The war ends with the Bulgarians and Serbians signing a peace treaty and Sergius returns to Raina, but also flirts with her insolent servant girl Louka (a soubrette role), who is engaged to Nicola, the Petkoffs' manservant. Raina begins to find Sergius both foolhardy and tiresome, but she hides it. Bluntschli unexpectedly returns so that he can give back the old housecoat, but also so that he can see her. Raina and her mother are shocked, especially when her father and Sergius reveal that they have met Bluntschli before and invite him to stay for lunch (and to help them with troop movements).
Afterwards, left alone with Bluntschli, Raina realizes that he sees through her romantic posturing, but that he respects her as a woman, as Sergius does not. She tells him that she had left a photograph of herself in the pocket of the coat, inscribed "To my chocolate-cream soldier", but Bluntschli says that he didn't find it and that it must still be in the coat pocket. Bluntschli gets a telegram informing him of his father's death and revealing to him his now-enormous inheritance. Louka then tells Sergius that Bluntschli is the man whom Raina protected and that Raina is really in love with him. Sergius challenges Bluntschli to a duel, but Bluntschli avoids fighting and Sergius and Raina break off their engagement (with some relief on both sides). Raina's father, Major Paul Petkoff, discovers the portrait in the pocket of his housecoat; Raina and Bluntschli trick him by removing the photograph before he finds it again in an attempt to convince him that his mind is playing tricks on him, but Petkoff is determined to learn the truth and claims that the "chocolate-cream soldier" is Sergius. After Bluntschli reveals the whole story to Major Petkoff, Sergius proposes marriage to Louka (to Mrs. Petkoff's horror); Nicola quietly and gallantly lets Sergius have her, and Bluntschli, recognising Nicola's dedication and ability, determines to offer him a job as a hotel manager.

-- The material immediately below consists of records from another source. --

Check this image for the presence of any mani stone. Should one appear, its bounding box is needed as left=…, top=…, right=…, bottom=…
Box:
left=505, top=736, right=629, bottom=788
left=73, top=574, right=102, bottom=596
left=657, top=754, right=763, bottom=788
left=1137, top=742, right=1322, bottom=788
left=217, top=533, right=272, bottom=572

While Raina is now unattached, Bluntschli protests that—being 34 and believing she is 17—he is too old for her. On learning that she is actually 23, he immediately proposes marriage and proves his wealth and position by listing his inheritance from the telegram. Raina, realizing the hollowness of her romantic ideals, protests that she would prefer her poor "chocolate-cream soldier" to this wealthy businessman. Bluntschli says that he is still the same person, and the play ends with Raina proclaiming her love for him and Bluntschli, with Swiss precision, both clearing up the major's troop movement problems and informing everyone that he will return to be married to Raina exactly two weeks from Tuesday.
Critical reception
George Orwell said that Arms and the Man was written when Shaw was at the height of his powers as a dramatist. "It is probably the wittiest play he ever wrote, the most flawless technically, and in spite of being a very light comedy, the most telling." Orwell says that Arms and the Man wears well—he was writing 50 years later—because its moral—that war is not a wonderful, romantic adventure—still needs to be told. His other plays of the period, equally well written, are about issues no longer controversial. For example, the theme of Mrs. Warren's Profession, which so shocked audiences at the time, was that the causes of prostitution are mainly economic, hardly big news today, and the play Widowers' Houses was an attack on slum landlords, which are now held in such low esteem that the matter is hardly controversial.
Subsequent productions
Adaptations
Pejorative military use of the term "chocolate soldier"
The chocolate-cream soldier of the play has inspired a pejorative military use of the term. In Israel, soldiers use the term "chocolate soldier" (Hayal Shel Shokolad, חייל של שוקולד) to describe a soft soldier who is unable to fight well. Similarly, members of the Australian Citizens Military Force were derided by the regular army as "chokos" or chocolate soldiers, the implication being that they were not real soldiers.